Hibernating Myocardium Identified by Cardiovascular Magnetic Resonance and Positron Emission Tomography
A 72-year-old woman was admitted with chest pain. On ECG, abnormal Q wave was noted in leads II, III, aVF, V1, and V2. Coronary angiography revealed occluded right and left anterior descending coronary arteries. Collateral vessels were observed from the left circumflex coronary artery to the right coronary artery.

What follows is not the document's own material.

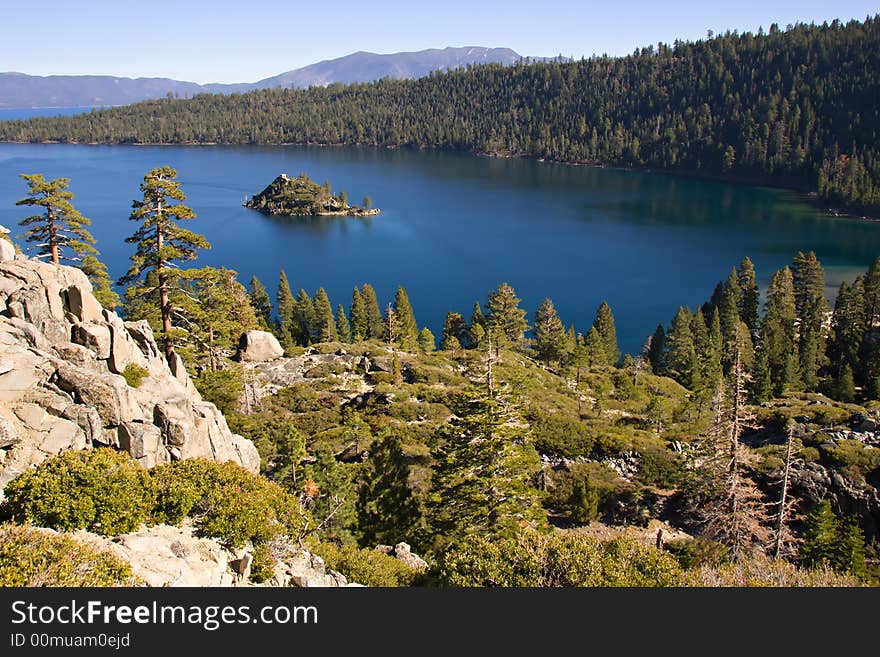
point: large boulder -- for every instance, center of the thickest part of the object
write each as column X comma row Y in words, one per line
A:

Dynamic first-pass magnetic resonance (MR) perfusion imaging was performed in a resting condition, using 0.075 mmol/kg gadodiamide (Gd DTPA-BMA) and saturation-recovery gradient echo sequence. Fifteen minutes after a 0.15 mmol/kg dose of Gd DTPA-BMA was injected, delayed-enhanced MR images were acquired through the use of an inversion-recovery segmented gradient echo sequence. Additionally, cine MR images were acquired with the use of a segmented true fast imaging with steady-state precession sequence. Perfusion deficit was noted in the subendocardial layer of septal and inferior walls (Figure 1A and Figure 2A; Movie I and Movie II), whereas no evident delayed hyperenhancement was observed (Figure 1B and Figure 2B). This suggests that severe myocardial hypoperfusion in a resting condition is present without myocardial infarction. By thallium-201 single-photon emission tomography at rest (Figure 1C and Figure 2C) and F-18 fluorodeoxyglucose (FDG) positron emission tomography (PET) (Figure 1D and Figure 2D), enhanced FDG uptake was clearly noted in the hypoperfused segments. Thus, the hypoperfused myocardium was suggested to be the ischemic but viable myocardium. In cine MRI, wall thinning and a marked decrease in wall thickening was observed in these segments (Figure 1E and 1F and Figure 2E and 2F; Movie III, left, and Movie IV, left). Her left ventricular ejection fraction was 42%. Based on these results, the left internal thoracic artery was grafted onto to the left anterior descending artery and the left gastroepiploic artery onto the posterior descending artery. One month after the bypass operation, significantly improved wall thickness and wall thickening was observed in the septal and inferior walls by cine MRI (Figure 1G and 1H, and Figure 2G and 2H; Movie III, right, and Movie IV, right). Left ventricular ejection fraction increased to 56%.
Rahimtoola1 first proposed the pathophysiological concept of myocardial hibernation to characterize a situation of a prolonged subacute or chronic state of myocardial ischemia in which myocardial contractility, ventricular function, and metabolism are changed to match the reduced blood supply whereby myocardial necrosis is prevented, and the myocardium is capable of returning to normal or near-normal function on restoration of an adequate blood supply. This case is considered a typical example of myocardial hibernation. The pathophysiological status of the hibernating myocardium has been demonstrated by multimodality imaging.